Peril Models

Overview

Risk Modeler enables underwriting organizations to analyze and project financial loss for exposures using a variety of RMS peril models.

A peril model is a computer-based model that estimates losses from natural or man-made hazards, such as earthquakes, floods, hurricanes, and acts of terrorism. RMS peril models enable insurers, reinsurers and other organizations to quantify the potential magnitude and probability of economic loss from catastrophe events.

Risk Modeler supports three types of peril models: Aggregate Loss Module (ALM) models, Detailed Loss Module (DLM) models, and High Definition (HD) models.
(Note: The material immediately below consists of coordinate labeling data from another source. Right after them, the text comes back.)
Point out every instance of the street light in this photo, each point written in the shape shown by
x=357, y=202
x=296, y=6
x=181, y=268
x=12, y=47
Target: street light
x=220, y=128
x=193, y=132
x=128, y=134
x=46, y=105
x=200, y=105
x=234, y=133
Depending on the peril model used to generate the risk analysis, Intelligent Risk Platform may generate many different event loss data. The analysis result is a projection of the losses to an exposure for all financials and perils based on a peril model.

ALM models

ALM peril models provide a faster alternative to the Detailed Loss Module (DLM) for streamlined analysis results. Rather than using detailed modeling capabilities, ALM is designed to use data with no per-risk details, such as precise locations or building characteristics. Values are entered as exposed limit per line of business.

DLM models

DLM peril models simulate natural catastrophe events and generates hazard analyses and estimates of potential loss. It performs exceedance probability analyses (EP analysis) and considers a full range of possible events and losses.

The word detailed refers to the type of information required by the module for analysis: detailed address information (postal code or better) and primary building characteristics (construction, occupancy, year built, number of stories) are preferred during a DLM analysis. Secondary modifiers may also be considered, if available.

HD models

HD peril models leverage the benefits of distributed cloud computing to realistically represent the exposure and losses from catastrophic events. These models simulate both the severity and frequency catastrophic events and consequently more realistically represent exposure and losses from these events.

HD modeling integrates correlation and time-based simulations, an approach that elminates the need to make assumptions about the probability distributions that describe the occurence of events and allows clear drill-paths through results from exceedance probability (EP) to location coverage (risk item) level.

HD modeling relies on a simlutation-based framework. RMS builds high definition models using a simulation approach that works at the highest possible resolution, and integrates correlation and time-based simulations. This approach removes the need for assumptions about the probability distributions describing event occurrence, and allows clear drill-paths through results from exceedance probability (EP) to risk-item level.